Spark Streaming

Zhaoyu Luo bio photo By Zhaoyu Luo

Current distributed stream processing model

  • requiring hot replication
  • long recovery times
  • do not handle stragglers
  • Continuous operator model: Storm, TimeStream, MapReduce Online and streaming DBs
    • long-running, stateful operators receive each record, update internal state and send new records
    • since it is stateful, it is hard to provide fault tolerance efficiently
    • like Map and Reduce job, no start and no stop, always running
    • how to do recovery?
      • replication and also synchronization protocol
      • to ensure replicas receive messages in the same order
    • upstream backup: upstream nodes buffer sent messages and replay them to a new copy of a failed node
      • this will take longer time to recover: the whole system needs to wait for a new node to serially rebuild the failed node’s state by rerunning

Stream Analytics

  • Real-time fraud detection / Spam compaigns
  • Analytics of web services
  • Billing, Advertisers
  • Stream of data -> temporal analysis (within 1~2s) + comparison against a model
  • Continuous queries
  • Intensive FaultTolerance at sacle (O(100))

Frameworks

  • Data Parallel
    • custom-built for stream analytics (storm/heson/millwheel)
    • batch systems tuned into steam analytics (SparkStream/MRonline)
  • Parallel DB
    • Aurora / Borealis, single node streaming DB

Drawback of MapReduce

  • MapReduce: mappers informs JobTracker, JobTracker call Reducer, Reducer pulls the result from Mapper after Mapper finish
  • Stream <w, 1> individually, pipe it into downstream Reducer
    • there is no fault tolerance here
    • too much packet over network
  • How about: Mapper spill files as chunks of memory are filled, mapper pushes to appropriate reduce
    • map fails:
      • persist spill locally to HDFS
    • prepare 2x mappers to perform tasks
      • it is wasteful at most time
      • would not help with straggler mapper
    • reduce fails:
      • restart reducer, and read data from mapper again

Spark Streaming

  • divide continuous job into multiple small interval jobs
    • the state at each timestep fully deterministic given the input data: no need for synchronization protocol
    • dependencies between two states are smaller
  • short, stateless, deterministic tasks
  • reduceByKey: stateless operator
  • reduceByWindow: stateful operator
  • exactly once processing (storm consistency model: at most once or at least once)

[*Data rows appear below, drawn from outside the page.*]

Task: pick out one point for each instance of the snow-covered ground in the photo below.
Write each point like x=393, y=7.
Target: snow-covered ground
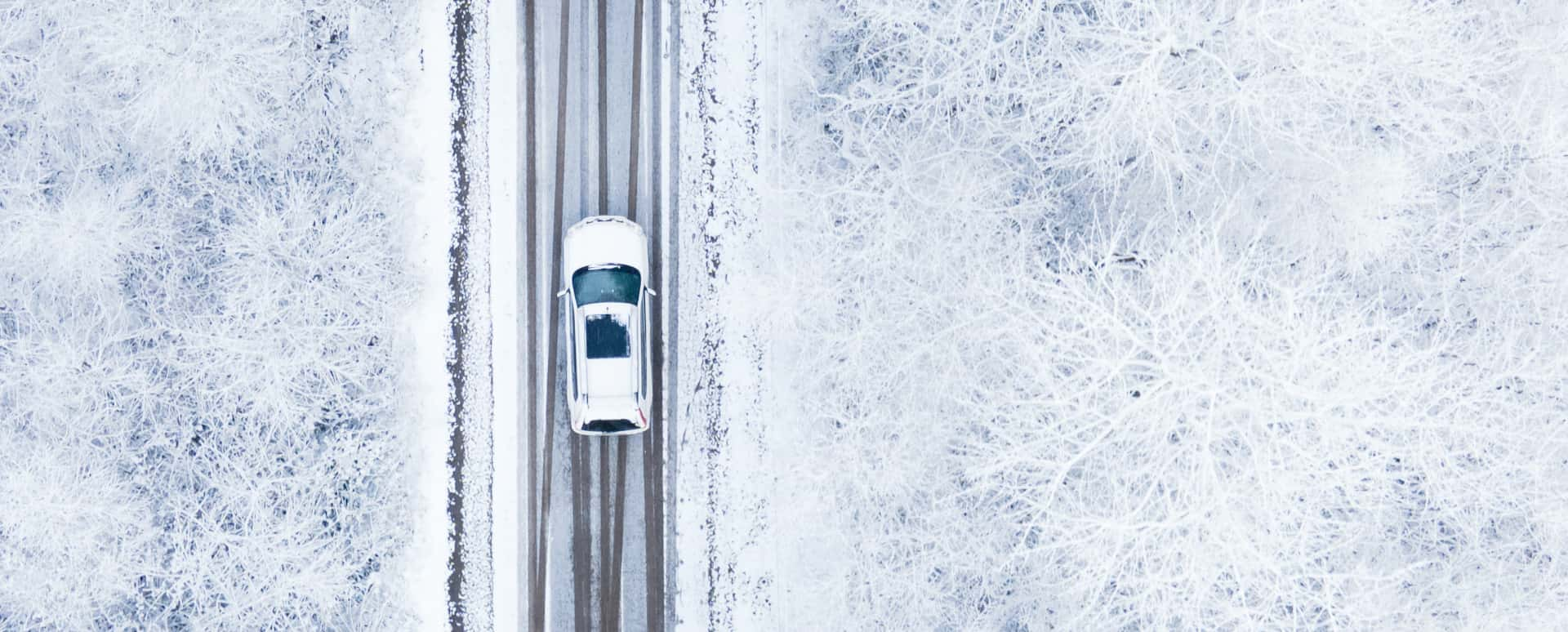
x=722, y=514
x=203, y=287
x=1136, y=316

Failure: parallel recovery

  • When a node fails, each node in the cluster works to recompute part of the lost node’s RDDs: no cost of replication
    • handle stragglers: can recover from stragglers using speculative execution
  • using lineage for recovery: a graph of deterministic operations

Scheduling

  • data skew may happen in one partition (one interval)
  • 一个节点坏了后,以及雪崩效应